Seeing campus through painterly eyes

Missing Yale’s campus in 2020, when she was studying remotely due to COVID-19, Sarah Tang began painting scenes of campus and other New Haven architecture.
Sarah Tang

Sarah Tang (Photo by Andrew Hurley)

There’s an intersection on the Yale campus that always fills senior Sarah Tang with delight.

It’s where College, Grove, and Prospect streets meet on Science Hill. She particularly loves the view of Sterling-Sheffield-Strathcona (SSS) Hall, a Neo-Gothic structure with an 11-story tower and limestone veneer located on the northeast corner of the intersection, as seen from its opposite side. It’s especially lovely, she says, during the wintertime.

The building is shadowed by trees along College Street, which change dramatically with the seasons,” Tang says. “And I just love seeing it from that angle.”

The beauty of that scene, and other landscapes and architecture she found so moving during walks on and around campus as a first-year student, inspired Tang to begin snapping photos with her cell phone.

It was during that same year that COVID-19 halted in-person learning for Yale’s students. And Tang, who found herself doing remote learning from her Long Island hometown that spring, started to paint pictures of those campus scenes she was suddenly missing. As a guide, she used those photos from her phone.

Art by Sarah Tang

In the three years since, the art history major has continued to paint some of her favorite views of Yale and New Haven. Working in acrylic paint, usually in a small format (her largest painting is 9 inches by 12 inches), she has captured, in addition to her favorite intersection, the building housing retail shops at the corner of York Street near Broadway; the view down Wall Street from College Street; and several homes that caught her eye in the East Rock neighborhood.

In many of those paintings, it is snowing.

Fall and winter are my favorite seasons,” said Tang, who fell in love with drawing and painting as a child, and later had basic artistic training with Chinese artist Xu Jin. “And I really like to do snowscapes.”

Last summer, she started posting photos of her paintings on Instagram for friends and family members to enjoy. Thinking that Yale alumni might also enjoy painted scenes of their alma mater, she decided to tag the Yale Alumni Association (YAA). Then, in late December, her painting of Sterling-Sheffield-Strathcona after a snowfall, which was shared by YAA, received hundreds of Instagram “likes.” A few weeks later, the YAA shared her painting of a view down Wall Street from College St. with the caption “Back by popular demand.”

Tang, who once considered majoring in studio art at Yale, eventually decided she was more drawn to art history. She’s now working on her senior thesis about a Chinese Buddhist painting owned by the Yale University Art Gallery, where she began working in the conservation department last year. She is particularly interested in Chinese art, inspired in part by the art history classes she’s taken with Quincy Ngan, a member of Yale’s Faculty of Arts and Sciences, who is also the adviser for her senior thesis.
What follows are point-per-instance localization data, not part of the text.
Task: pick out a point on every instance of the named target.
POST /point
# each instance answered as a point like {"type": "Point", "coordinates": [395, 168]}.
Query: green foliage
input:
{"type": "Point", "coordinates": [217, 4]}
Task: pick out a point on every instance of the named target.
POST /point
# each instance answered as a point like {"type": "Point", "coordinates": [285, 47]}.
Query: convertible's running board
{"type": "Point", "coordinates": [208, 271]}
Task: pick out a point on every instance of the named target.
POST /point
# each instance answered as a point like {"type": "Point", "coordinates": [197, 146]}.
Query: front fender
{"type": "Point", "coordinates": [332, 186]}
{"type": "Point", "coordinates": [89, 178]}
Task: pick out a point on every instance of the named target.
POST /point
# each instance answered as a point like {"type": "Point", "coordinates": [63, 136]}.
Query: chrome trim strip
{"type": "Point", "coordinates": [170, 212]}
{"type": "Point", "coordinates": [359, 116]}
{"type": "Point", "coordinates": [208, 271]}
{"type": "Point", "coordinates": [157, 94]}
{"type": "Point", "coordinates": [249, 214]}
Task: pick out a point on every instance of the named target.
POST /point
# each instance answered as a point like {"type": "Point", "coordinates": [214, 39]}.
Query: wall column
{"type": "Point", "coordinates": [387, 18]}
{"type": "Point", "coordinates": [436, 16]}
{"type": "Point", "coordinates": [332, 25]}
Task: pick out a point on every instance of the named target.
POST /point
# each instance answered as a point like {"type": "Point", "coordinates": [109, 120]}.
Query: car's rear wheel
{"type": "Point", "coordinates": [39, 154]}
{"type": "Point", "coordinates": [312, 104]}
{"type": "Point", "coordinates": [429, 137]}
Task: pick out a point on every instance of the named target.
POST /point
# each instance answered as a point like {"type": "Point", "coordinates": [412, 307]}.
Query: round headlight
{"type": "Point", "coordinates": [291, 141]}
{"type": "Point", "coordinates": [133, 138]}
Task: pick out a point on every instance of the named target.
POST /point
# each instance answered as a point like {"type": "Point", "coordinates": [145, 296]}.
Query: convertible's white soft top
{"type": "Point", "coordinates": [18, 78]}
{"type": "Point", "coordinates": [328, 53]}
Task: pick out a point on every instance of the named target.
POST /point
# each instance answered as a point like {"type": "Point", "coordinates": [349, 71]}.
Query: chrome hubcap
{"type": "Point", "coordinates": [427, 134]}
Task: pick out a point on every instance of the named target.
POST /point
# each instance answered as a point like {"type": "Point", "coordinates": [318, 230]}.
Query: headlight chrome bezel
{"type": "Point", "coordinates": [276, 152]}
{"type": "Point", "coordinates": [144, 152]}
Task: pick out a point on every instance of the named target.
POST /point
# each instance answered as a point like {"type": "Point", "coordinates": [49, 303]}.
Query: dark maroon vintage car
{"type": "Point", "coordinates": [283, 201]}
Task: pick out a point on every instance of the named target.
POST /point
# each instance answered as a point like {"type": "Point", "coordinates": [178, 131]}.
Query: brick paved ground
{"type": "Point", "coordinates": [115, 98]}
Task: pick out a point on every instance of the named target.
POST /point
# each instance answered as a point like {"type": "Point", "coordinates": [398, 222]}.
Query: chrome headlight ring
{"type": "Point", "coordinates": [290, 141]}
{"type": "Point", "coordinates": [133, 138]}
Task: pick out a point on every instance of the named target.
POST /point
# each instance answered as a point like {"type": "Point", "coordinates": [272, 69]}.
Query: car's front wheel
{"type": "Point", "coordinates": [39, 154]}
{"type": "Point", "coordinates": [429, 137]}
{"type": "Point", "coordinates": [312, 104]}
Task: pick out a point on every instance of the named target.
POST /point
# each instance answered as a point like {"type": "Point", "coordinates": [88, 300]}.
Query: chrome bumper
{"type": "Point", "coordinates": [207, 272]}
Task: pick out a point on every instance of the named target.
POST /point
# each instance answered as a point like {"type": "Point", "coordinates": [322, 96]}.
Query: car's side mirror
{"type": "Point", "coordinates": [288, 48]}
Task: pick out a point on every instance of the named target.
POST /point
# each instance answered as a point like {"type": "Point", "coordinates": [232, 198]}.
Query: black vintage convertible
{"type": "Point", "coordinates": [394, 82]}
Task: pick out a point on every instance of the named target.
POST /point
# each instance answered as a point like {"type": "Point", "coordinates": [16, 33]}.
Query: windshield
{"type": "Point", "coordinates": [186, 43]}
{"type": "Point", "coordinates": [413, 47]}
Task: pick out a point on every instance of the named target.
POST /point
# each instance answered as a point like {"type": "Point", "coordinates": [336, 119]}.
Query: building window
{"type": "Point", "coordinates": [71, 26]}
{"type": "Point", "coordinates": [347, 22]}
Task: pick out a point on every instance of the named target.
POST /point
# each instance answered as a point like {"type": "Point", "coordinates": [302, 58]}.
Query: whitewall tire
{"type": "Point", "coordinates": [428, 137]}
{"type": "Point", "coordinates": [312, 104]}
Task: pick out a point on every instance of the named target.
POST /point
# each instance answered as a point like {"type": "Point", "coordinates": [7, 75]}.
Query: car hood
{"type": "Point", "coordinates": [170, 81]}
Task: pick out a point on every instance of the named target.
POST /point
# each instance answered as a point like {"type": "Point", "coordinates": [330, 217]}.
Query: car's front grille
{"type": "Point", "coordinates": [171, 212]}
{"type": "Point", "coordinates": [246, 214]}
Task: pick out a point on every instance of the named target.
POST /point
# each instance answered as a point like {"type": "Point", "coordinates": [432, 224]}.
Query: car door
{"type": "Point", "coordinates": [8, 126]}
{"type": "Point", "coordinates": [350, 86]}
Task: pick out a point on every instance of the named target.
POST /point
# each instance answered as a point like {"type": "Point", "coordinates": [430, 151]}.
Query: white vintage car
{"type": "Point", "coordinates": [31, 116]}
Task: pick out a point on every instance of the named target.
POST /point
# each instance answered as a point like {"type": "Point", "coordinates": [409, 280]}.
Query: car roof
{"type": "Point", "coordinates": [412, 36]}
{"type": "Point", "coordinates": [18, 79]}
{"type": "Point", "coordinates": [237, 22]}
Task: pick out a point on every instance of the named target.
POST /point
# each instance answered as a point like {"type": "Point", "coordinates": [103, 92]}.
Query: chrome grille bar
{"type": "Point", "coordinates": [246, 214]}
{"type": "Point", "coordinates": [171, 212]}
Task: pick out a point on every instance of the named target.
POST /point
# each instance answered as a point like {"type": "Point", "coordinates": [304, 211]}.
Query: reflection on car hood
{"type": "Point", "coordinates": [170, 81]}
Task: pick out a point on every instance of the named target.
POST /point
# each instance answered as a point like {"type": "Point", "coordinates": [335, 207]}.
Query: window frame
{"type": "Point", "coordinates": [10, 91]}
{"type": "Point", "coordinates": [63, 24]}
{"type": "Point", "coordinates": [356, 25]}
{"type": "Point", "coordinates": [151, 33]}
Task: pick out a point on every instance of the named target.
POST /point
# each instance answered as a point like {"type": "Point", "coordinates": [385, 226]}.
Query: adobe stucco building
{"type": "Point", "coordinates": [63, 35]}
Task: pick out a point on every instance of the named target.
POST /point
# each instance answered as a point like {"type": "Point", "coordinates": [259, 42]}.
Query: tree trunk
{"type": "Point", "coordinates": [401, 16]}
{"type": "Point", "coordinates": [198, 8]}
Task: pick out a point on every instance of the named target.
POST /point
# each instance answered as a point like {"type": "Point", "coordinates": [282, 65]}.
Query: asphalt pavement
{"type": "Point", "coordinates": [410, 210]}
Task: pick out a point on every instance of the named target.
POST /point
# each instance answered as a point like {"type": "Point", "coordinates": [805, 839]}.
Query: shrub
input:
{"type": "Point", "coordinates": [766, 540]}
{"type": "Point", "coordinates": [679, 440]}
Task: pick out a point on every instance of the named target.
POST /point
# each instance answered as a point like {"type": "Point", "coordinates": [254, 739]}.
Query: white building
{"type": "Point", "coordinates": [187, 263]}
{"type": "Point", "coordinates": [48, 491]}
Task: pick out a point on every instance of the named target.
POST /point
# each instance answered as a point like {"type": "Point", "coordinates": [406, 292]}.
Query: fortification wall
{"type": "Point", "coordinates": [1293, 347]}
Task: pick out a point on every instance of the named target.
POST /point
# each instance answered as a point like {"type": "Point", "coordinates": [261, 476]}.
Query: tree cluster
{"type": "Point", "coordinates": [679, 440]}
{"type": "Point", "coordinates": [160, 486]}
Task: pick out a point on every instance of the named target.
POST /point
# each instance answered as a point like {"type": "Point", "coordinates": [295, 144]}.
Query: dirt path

I prefer reading and writing about art as a course of study and then painting solely for enjoyment,” she says.

But Tang is thrilled to know that others enjoy her work. And she continues her walks around the campus and New Haven, ready with her cell phone to take pictures from which she can create new paintings.

She hopes fervently for some snow before she graduates so she can see the Yale campus while it is, at least to her eyes, at its most beautiful.